Howard Hughes Medical Institute, Whitehead Institute for Biomedical Research, Cambridge, MA 02142, USA.
Whitehead Institute for Biomedical Research, Cambridge, MA 02142, USA.
Science. 2020 Dec 18;370(6523). doi: 10.1126/science.abc9359. Epub 2020 Nov 12.
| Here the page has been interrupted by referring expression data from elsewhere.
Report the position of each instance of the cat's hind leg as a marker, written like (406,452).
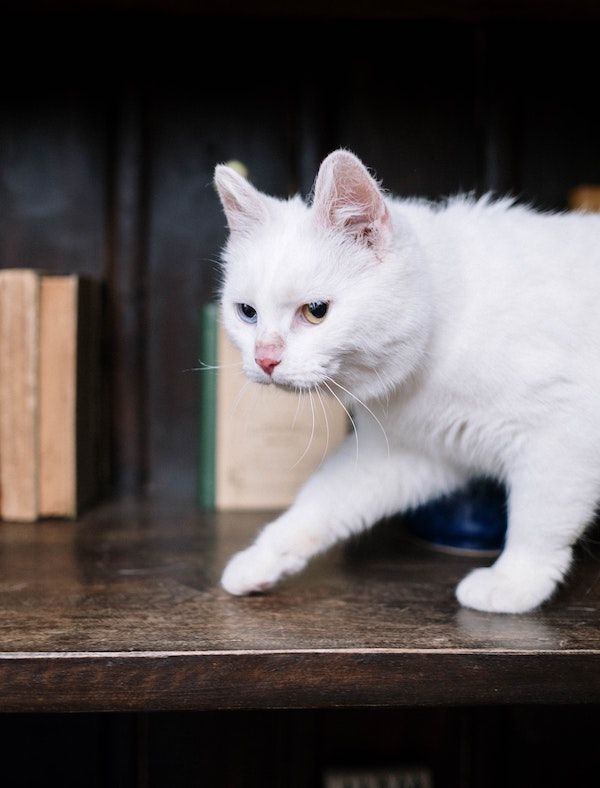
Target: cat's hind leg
(340,499)
(553,496)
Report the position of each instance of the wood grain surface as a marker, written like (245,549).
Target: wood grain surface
(122,611)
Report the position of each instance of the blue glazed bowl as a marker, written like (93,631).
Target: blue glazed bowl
(472,520)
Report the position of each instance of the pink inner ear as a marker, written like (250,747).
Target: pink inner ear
(244,206)
(347,198)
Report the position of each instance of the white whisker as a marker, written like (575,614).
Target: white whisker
(333,394)
(300,396)
(367,408)
(208,367)
(312,433)
(318,391)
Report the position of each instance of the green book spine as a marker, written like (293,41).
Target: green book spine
(208,407)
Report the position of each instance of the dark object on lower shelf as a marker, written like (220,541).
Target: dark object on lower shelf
(472,520)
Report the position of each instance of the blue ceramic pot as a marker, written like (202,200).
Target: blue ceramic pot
(472,520)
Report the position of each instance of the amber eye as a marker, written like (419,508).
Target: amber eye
(315,311)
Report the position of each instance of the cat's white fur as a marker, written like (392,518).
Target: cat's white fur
(470,328)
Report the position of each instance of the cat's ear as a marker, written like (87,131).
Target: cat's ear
(348,199)
(244,205)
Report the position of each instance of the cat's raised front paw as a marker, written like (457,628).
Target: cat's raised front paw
(496,590)
(257,569)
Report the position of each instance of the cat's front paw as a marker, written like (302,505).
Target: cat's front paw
(256,569)
(499,590)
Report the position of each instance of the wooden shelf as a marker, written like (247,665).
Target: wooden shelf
(122,611)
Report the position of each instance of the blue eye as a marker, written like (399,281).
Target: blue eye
(247,313)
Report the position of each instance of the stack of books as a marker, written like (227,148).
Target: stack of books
(49,393)
(258,443)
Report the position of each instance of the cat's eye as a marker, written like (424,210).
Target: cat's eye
(247,313)
(315,311)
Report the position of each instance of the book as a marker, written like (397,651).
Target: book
(49,392)
(258,443)
(585,198)
(19,357)
(68,394)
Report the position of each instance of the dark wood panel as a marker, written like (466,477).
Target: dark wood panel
(53,189)
(378,9)
(408,107)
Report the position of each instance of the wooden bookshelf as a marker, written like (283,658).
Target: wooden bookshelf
(122,611)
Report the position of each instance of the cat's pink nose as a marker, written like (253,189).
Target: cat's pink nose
(266,364)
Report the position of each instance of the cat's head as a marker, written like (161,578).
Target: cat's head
(323,292)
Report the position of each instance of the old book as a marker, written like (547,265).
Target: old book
(258,443)
(68,394)
(19,369)
(585,198)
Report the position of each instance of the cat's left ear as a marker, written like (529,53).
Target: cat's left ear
(347,198)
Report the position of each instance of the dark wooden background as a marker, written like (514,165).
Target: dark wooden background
(111,122)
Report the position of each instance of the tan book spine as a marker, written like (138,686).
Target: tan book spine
(264,448)
(19,349)
(58,396)
(585,198)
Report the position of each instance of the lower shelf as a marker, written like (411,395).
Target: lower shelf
(122,611)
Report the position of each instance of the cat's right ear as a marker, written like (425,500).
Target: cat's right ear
(244,205)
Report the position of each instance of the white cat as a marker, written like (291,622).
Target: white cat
(475,323)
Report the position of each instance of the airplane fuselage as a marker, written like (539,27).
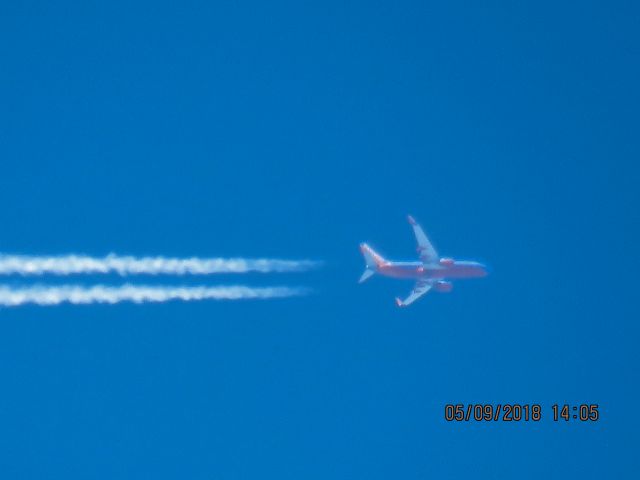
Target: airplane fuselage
(436,271)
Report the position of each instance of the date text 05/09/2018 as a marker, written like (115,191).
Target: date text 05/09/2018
(516,412)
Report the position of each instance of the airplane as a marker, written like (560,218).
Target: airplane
(432,271)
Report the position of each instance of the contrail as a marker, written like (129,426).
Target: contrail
(55,295)
(129,265)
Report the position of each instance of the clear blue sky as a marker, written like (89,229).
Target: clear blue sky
(299,130)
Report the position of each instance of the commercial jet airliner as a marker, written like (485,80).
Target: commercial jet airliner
(430,272)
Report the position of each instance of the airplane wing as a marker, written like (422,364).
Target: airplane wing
(421,287)
(426,251)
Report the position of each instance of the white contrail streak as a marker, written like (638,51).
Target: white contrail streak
(129,265)
(55,295)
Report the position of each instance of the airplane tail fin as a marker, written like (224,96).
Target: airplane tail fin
(372,259)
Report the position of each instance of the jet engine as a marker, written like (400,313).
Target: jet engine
(443,287)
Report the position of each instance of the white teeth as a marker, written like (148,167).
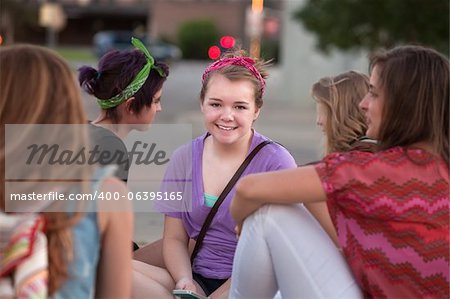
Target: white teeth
(225,128)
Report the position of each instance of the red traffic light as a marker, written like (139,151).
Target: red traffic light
(227,42)
(214,52)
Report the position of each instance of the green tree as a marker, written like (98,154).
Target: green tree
(369,24)
(196,36)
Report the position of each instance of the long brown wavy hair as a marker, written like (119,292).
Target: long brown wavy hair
(340,95)
(415,81)
(38,87)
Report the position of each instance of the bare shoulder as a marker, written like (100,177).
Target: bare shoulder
(110,211)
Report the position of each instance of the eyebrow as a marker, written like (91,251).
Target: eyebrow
(235,103)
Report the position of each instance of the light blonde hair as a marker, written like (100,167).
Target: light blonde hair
(415,81)
(38,87)
(340,95)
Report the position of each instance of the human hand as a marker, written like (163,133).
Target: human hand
(186,283)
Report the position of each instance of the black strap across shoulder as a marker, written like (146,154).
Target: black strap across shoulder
(224,194)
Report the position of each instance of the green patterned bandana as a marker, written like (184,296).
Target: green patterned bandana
(137,82)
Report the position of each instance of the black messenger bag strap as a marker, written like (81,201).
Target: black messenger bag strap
(222,196)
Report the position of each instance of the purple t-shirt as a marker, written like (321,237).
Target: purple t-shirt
(184,173)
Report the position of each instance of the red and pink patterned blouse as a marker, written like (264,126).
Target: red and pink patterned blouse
(391,213)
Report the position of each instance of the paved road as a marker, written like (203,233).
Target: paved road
(290,123)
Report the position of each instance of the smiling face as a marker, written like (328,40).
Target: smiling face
(229,109)
(372,105)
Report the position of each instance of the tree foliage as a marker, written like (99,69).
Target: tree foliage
(196,36)
(370,24)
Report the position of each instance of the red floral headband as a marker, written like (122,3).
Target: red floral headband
(246,62)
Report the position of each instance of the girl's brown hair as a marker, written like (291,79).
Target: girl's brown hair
(38,87)
(415,83)
(340,95)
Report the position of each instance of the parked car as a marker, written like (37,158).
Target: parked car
(105,41)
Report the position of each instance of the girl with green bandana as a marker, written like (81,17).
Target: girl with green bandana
(128,86)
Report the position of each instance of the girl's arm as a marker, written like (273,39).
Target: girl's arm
(176,254)
(114,267)
(279,187)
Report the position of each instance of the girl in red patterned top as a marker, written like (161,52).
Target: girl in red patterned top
(390,208)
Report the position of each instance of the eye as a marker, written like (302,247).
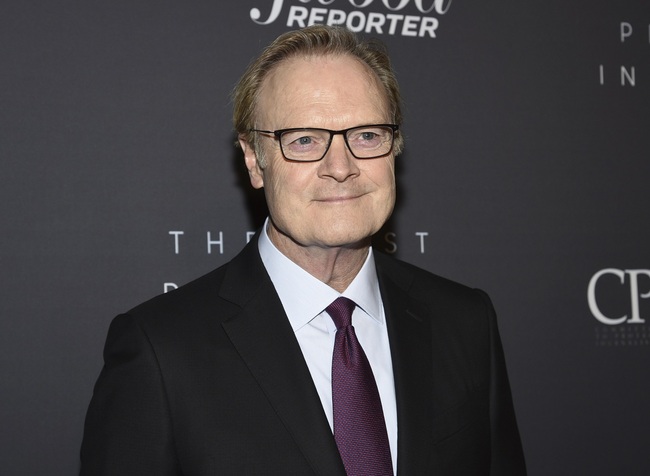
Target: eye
(367,135)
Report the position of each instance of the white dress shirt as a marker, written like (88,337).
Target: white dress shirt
(305,298)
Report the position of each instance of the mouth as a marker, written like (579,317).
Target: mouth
(338,198)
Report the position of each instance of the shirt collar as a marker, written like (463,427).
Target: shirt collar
(304,297)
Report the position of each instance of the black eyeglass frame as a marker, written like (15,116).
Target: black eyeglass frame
(278,135)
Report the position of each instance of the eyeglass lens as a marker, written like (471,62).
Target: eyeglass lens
(311,144)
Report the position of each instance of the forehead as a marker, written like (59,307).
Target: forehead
(321,89)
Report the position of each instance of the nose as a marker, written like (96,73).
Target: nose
(338,163)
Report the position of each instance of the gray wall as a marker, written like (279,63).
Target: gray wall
(525,173)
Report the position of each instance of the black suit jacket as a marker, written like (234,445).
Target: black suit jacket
(210,380)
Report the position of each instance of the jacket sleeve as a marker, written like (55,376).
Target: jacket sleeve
(506,452)
(128,428)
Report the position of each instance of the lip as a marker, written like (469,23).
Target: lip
(338,198)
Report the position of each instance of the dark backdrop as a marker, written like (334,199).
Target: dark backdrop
(525,173)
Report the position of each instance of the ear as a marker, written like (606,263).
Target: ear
(255,172)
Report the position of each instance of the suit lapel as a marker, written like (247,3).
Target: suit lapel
(262,335)
(410,343)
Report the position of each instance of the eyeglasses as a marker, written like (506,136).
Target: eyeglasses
(311,144)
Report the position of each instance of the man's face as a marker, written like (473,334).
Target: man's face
(340,200)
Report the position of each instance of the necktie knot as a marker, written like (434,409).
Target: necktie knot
(341,312)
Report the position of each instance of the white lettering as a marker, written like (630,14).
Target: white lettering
(401,5)
(591,296)
(317,15)
(360,24)
(626,31)
(393,22)
(176,234)
(634,293)
(364,4)
(602,75)
(215,242)
(275,13)
(297,16)
(336,17)
(429,25)
(409,28)
(421,234)
(625,75)
(375,22)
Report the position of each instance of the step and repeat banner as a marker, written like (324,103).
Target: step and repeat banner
(526,173)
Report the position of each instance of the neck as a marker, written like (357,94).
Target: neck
(335,266)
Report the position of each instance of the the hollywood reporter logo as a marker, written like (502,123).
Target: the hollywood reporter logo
(618,278)
(364,17)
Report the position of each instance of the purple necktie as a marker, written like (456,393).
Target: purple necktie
(359,427)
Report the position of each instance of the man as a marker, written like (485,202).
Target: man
(253,369)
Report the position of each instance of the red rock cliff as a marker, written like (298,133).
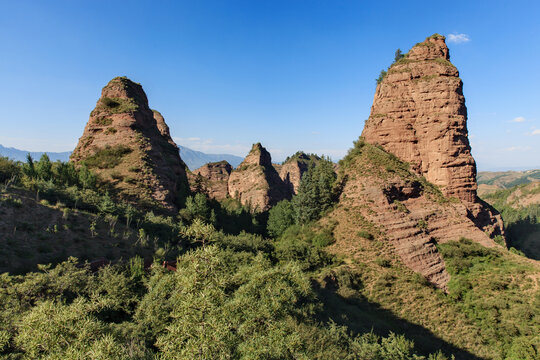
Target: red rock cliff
(129,146)
(419,115)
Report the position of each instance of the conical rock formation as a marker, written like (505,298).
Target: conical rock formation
(256,182)
(129,146)
(419,115)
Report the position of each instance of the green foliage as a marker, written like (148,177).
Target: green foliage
(280,217)
(8,169)
(315,193)
(304,244)
(218,304)
(522,223)
(398,55)
(107,157)
(119,105)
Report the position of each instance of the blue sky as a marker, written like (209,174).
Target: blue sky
(294,75)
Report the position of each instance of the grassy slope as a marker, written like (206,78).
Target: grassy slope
(38,232)
(520,209)
(375,289)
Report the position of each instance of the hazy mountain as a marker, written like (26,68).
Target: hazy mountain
(490,181)
(20,155)
(193,159)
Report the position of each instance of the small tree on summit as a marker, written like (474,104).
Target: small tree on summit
(398,55)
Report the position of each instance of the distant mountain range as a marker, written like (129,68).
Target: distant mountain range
(20,155)
(193,159)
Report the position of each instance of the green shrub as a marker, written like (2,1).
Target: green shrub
(119,105)
(280,217)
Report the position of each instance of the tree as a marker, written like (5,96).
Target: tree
(315,194)
(280,217)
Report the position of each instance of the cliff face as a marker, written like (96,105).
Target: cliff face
(293,168)
(256,182)
(212,179)
(419,115)
(129,146)
(382,197)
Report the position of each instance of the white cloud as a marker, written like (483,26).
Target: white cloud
(517,148)
(458,38)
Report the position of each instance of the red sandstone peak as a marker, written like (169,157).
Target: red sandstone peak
(434,47)
(419,115)
(129,145)
(256,182)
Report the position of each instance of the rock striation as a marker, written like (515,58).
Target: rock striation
(212,179)
(294,167)
(419,115)
(130,147)
(256,182)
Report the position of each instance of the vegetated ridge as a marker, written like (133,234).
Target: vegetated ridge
(129,146)
(490,181)
(418,115)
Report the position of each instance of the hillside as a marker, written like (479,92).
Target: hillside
(193,159)
(520,209)
(390,255)
(20,155)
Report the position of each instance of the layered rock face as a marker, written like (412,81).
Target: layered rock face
(293,168)
(381,196)
(256,182)
(129,145)
(212,179)
(419,115)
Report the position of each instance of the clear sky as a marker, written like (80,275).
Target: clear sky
(294,75)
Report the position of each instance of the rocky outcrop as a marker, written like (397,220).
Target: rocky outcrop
(256,182)
(381,196)
(294,167)
(212,179)
(129,146)
(419,115)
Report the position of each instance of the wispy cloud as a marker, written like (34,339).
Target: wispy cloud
(458,38)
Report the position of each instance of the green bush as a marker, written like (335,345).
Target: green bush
(280,217)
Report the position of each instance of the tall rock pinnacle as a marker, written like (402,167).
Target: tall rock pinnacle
(256,182)
(129,146)
(419,114)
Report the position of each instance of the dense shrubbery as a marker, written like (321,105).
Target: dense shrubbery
(316,195)
(490,291)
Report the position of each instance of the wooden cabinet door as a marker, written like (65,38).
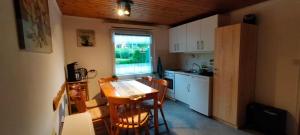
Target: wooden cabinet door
(181,38)
(208,26)
(181,87)
(172,39)
(199,94)
(193,36)
(225,91)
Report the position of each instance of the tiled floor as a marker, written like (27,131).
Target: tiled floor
(183,121)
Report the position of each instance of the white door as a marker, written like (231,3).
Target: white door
(181,85)
(181,38)
(199,94)
(208,26)
(193,36)
(172,39)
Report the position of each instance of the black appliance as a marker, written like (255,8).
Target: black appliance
(250,19)
(71,69)
(266,119)
(82,72)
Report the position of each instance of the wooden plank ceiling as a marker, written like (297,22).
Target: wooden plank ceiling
(163,12)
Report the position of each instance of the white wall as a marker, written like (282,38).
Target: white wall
(29,81)
(278,48)
(100,57)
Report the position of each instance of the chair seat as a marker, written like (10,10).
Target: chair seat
(127,122)
(149,104)
(99,112)
(96,102)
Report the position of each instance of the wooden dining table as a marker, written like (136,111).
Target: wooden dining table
(130,89)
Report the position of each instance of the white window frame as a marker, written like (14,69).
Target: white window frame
(132,32)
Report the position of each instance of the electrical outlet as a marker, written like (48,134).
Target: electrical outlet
(296,61)
(53,132)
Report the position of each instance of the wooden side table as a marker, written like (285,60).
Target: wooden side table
(81,86)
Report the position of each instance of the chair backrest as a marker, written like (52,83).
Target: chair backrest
(162,86)
(104,80)
(79,99)
(147,80)
(125,111)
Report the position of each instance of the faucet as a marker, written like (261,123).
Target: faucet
(199,67)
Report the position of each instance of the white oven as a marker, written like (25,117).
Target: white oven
(170,77)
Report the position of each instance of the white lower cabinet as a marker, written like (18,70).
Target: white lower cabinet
(199,99)
(195,91)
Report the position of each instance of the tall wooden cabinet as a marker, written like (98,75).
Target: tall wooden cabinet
(234,78)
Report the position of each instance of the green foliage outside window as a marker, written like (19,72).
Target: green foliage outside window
(131,54)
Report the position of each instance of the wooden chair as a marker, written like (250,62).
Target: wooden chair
(96,102)
(99,115)
(104,80)
(162,86)
(127,114)
(146,80)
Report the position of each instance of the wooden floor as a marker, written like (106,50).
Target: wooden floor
(183,121)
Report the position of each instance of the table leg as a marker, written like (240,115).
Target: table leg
(156,114)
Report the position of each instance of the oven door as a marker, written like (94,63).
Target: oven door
(170,83)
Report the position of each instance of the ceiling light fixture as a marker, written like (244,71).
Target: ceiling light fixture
(124,7)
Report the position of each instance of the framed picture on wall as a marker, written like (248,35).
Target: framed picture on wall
(85,38)
(33,25)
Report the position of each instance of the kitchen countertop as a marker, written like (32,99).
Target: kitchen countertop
(189,73)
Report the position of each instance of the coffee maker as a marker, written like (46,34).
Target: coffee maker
(75,73)
(71,70)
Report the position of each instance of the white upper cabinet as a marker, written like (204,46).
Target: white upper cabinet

MicroRNAs (miRNAs) associate with Argonaute (AGO) proteins to direct widespread posttranscriptional gene repression. Although association with AGO typically protects miRNAs from nucleases, extensive pairing to some unusual target RNAs can trigger miRNA degradation. We found that this target-directed miRNA degradation (TDMD) required the ZSWIM8 Cullin-RING E3 ubiquitin ligase. This and other findings support a mechanistic model of TDMD in which target-directed proteolysis of AGO by the ubiquitin-proteasome pathway exposes the miRNA for degradation. Moreover, loss-of-function studies indicated that the ZSWIM8 Cullin-RING ligase accelerates degradation of numerous miRNAs in cells of mammals, flies, and nematodes, thereby specifying the half-lives of most short-lived miRNAs. These results elucidate the mechanism of TDMD and expand its inferred role in shaping miRNA levels in bilaterian animals.
微小 RNA(miRNA)与 Argonaute(AGO)蛋白结合,从而指导广泛的转录后基因沉默。虽然与 AGO 的结合通常可以保护 miRNA 免受核酸酶的影响,但与一些不寻常的靶 RNA 的广泛配对可能会触发 miRNA 的降解。我们发现,这种靶向 miRNA 降解(TDMD)需要 ZSWIM8 Cullin-RING E3 泛素连接酶。这一发现和其他发现支持了一种 TDMD 的机制模型,其中靶定向 AGO 的蛋白酶体途径的蛋白水解作用使 miRNA 暴露于降解中。此外,功能丧失研究表明,ZSWIM8 Cullin-RING 连接酶加速了哺乳动物、苍蝇和线虫细胞中许多 miRNA 的降解,从而指定了大多数短寿命 miRNA 的半衰期。这些结果阐明了 TDMD 的机制,并扩展了其在塑造双边动物 miRNA 水平中的推断作用。